You can’t show favouritism so every time I buy toys for my babies I have to get four of them. I let them choose which one they like by throwing them on the floor and they scramble to grab one, politely I might add, and that’s their special toy for the day. They love new toys! If anyone argues that they don’t understand about ownership I would argue. They know just as well as any two year old and share about as well. They coddle and covet their new toy to make sure they’ve marked it well with their own drool just to say, I had it first!
So now they have this great toy box that they pretty much empty every time we fill it back up. By the end of any day our living room looks like an explosion in a toy factory and that’s okay. The happiness of our pooches is all that matters. We haven’t been able to train them to pick up after themselves although Jake, our youngest, likes to corral a pile of toys on his bed and lay on top of them.
I love to watch my babies go to the box, sniff for the right toy for the day, hour, or minute, whatever suits the fancy, and dig it out. I guess it doesn’t take much to amuse me. Watching my babies at play or sleep brings happiness usually reserved for winning the lottery, world travel, falling in love and chocolate. What can I say ? I love those pups no less than if I carried them for nine months and gave birth to them. Only other pet owners could possibly understand!
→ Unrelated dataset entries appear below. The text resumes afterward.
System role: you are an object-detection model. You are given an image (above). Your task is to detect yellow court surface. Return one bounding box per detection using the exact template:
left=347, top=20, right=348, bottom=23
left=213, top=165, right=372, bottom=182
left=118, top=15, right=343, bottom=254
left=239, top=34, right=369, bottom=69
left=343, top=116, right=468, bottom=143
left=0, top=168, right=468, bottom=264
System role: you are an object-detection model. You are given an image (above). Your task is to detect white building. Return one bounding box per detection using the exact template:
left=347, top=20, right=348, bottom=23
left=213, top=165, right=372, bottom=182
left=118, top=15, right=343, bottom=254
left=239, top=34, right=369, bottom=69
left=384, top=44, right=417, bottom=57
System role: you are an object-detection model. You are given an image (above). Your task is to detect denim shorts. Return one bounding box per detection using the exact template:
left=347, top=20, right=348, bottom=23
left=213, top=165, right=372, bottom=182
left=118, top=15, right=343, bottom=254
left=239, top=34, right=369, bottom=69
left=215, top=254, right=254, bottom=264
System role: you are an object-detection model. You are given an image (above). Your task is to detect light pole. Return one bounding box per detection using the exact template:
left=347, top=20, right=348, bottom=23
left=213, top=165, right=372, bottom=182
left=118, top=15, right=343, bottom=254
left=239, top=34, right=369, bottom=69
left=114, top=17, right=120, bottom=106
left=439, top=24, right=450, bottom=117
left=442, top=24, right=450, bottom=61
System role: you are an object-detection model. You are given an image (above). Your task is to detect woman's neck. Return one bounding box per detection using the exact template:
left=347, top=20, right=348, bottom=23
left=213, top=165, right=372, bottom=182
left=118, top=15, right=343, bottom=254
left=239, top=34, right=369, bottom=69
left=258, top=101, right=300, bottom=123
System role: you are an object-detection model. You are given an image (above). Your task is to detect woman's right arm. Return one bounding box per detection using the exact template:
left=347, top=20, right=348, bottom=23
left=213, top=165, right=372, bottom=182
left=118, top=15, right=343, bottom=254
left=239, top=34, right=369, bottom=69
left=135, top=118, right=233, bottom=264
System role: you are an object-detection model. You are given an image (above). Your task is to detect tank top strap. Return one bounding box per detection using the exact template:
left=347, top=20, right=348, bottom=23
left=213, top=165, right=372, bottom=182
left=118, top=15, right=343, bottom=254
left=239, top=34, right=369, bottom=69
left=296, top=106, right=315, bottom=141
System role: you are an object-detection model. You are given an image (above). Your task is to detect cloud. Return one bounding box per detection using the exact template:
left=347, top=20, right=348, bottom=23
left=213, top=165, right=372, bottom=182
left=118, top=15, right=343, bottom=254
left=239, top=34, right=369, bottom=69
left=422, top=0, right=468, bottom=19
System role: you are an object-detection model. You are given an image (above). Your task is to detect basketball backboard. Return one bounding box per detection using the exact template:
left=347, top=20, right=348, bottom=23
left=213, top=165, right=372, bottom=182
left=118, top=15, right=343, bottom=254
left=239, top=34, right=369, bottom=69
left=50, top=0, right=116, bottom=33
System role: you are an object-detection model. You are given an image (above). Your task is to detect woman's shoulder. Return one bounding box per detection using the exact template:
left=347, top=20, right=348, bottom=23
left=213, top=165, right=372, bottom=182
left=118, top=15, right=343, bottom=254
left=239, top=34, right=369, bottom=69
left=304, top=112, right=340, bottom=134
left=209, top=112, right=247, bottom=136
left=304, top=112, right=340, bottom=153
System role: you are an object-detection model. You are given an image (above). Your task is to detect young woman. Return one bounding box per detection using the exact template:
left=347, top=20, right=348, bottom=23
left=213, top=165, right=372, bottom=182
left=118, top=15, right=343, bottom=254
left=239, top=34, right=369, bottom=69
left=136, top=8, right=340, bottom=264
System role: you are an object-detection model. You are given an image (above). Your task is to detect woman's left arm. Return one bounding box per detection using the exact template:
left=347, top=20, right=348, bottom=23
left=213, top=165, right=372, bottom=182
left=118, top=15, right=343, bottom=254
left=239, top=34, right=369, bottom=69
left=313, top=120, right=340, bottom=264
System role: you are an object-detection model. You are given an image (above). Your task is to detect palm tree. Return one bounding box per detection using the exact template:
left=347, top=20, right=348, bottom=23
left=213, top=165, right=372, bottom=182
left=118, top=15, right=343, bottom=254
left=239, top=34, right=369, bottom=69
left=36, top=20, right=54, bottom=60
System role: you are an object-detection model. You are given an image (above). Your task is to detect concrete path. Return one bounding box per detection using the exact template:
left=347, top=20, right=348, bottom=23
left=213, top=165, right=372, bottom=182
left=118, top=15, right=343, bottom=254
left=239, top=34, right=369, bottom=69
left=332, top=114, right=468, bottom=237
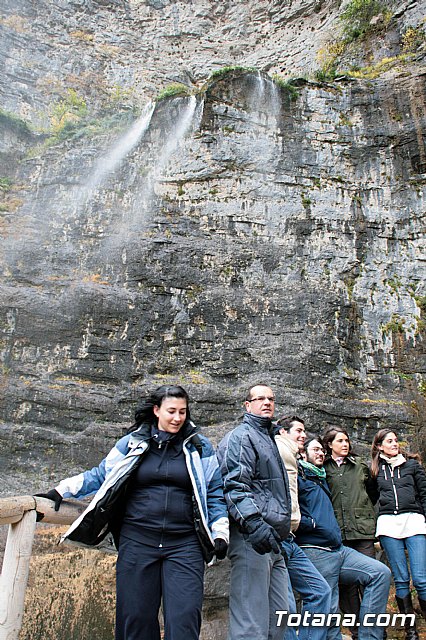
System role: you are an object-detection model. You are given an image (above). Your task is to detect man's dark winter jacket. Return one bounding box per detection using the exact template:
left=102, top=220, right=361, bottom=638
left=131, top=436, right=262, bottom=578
left=217, top=413, right=291, bottom=540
To celebrate the bunny....here are a few designs we have honouring the rabbit!
Easter was different this year. It didn’t involve shopping, chocolate or eggs other than a delightful omelet for Sunday morning brunch. Shane is a big lad now and in the capable hands of a committed relationship. It’s time to pass the chocolate bunny reigns to Ashley. Some will say that kids are kids for life, they may grow but will always be our babies but for me there are other factors to ponder. I really don’t like shopping, and chocolate rabbits are made of cheap chocolate which is bad for the health. Maybe I’m a stick in the mud but that’s how I feel so…..no commercial Easter this year!
We didn’t indulge the pups with Easter prezzies either. They have enough toys to last a lifetime with backup bags filled with toy box overflow to bring out later for a second time surprise. There is nothing I want or need and Gregg never wants anything so why go through the bother? Having Friday off was all the gift I needed. It was a glorious day filled with doing nothing, or thinking about something, whatever, and all done, or not while lounging in my jammies. A blissful day off, to nap and eat and hook, without any need to even look at the clock. The day pretty much went to the dogs, but in a good way. We played, threw ball outside, they got scratches and massages, they napped and just cuddled close, happy they got an extra whole day with mom and dad.
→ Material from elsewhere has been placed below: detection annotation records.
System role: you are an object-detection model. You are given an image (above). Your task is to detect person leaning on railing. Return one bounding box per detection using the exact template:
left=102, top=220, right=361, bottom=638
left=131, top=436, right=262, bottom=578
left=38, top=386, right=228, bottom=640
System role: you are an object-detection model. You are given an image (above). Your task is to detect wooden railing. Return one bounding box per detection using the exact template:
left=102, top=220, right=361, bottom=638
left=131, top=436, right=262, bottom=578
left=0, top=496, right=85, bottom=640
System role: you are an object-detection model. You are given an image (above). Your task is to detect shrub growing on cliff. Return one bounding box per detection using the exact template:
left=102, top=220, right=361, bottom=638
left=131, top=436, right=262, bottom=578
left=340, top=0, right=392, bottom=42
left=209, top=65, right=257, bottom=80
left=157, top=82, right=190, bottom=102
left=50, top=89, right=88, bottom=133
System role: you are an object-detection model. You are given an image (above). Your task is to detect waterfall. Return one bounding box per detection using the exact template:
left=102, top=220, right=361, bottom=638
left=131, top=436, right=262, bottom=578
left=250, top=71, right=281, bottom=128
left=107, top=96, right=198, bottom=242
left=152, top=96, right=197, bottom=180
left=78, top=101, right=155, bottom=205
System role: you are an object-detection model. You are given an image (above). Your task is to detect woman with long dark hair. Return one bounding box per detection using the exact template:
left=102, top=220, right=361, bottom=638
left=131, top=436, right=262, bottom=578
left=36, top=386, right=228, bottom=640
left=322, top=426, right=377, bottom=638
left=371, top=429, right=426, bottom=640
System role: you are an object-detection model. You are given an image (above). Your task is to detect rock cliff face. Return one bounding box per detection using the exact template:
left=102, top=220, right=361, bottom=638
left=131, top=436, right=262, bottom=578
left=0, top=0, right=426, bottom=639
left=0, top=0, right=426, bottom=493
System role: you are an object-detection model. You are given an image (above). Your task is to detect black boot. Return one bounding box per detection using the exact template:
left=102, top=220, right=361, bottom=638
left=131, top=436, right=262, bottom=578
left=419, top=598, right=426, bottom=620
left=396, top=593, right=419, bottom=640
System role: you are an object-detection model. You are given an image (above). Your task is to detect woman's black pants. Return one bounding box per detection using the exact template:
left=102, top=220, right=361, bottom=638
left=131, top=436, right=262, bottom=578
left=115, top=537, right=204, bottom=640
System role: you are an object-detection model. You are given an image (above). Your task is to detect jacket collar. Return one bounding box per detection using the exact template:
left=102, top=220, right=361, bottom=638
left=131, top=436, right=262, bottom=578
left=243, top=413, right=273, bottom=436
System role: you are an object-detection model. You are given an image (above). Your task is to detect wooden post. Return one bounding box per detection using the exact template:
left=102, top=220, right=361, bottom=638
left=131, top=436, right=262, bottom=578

Speaking of the dogs. Michelle, our newest employee gave hubby and I sweet little boxes of Easter candy goodies. After they were emptied I had the brilliant idea to fill them with the dogs squeaky balls. They were excited by the pretty little boxes and got right to work ripping them apart to find the treasure within. Paper straw was flying in the air as the wrappings were torn to shreds. Fabulous entertainment for the humans. Henri particularly liked the curly ribbon that he enjoyed pulling into long lengths....it look like he was flossing his teeth.
Sunday afternoon, I got the brainiac idea to make doughnuts. Not a wise choice when one is too many and a thousand is never enough, but the craving was there and so was the means to indulge it. So I heated some shortening, threw together the ingredients and voila, doughnuts were lining the counter and wafting through the air like sweet, sentimental perfume. I ate a few of the holes to sample the wares, very conscientious that someone could get sick.....such a delicious sacrifice for the cause.
Did I say delicious? Heavenly bits of dough and fat….so forbidden and desired! Everything I remember them to be since my last visit to paradise. Of course I overdid it, how could I resist that kind of temptation. I lost count of the holes and full doughnuts I devoured. I had to jog on the spot for ½ hour to beat the high blood sugar down to normal, but damn even that was worth it. Today I’m back on my two day fast so I'm hoping there won't be any left by Wednesday. We already unloaded some to friends and hubby will indulge for a few days so I might be spared because it is perfectly clear I can't be left on my own to be sensible.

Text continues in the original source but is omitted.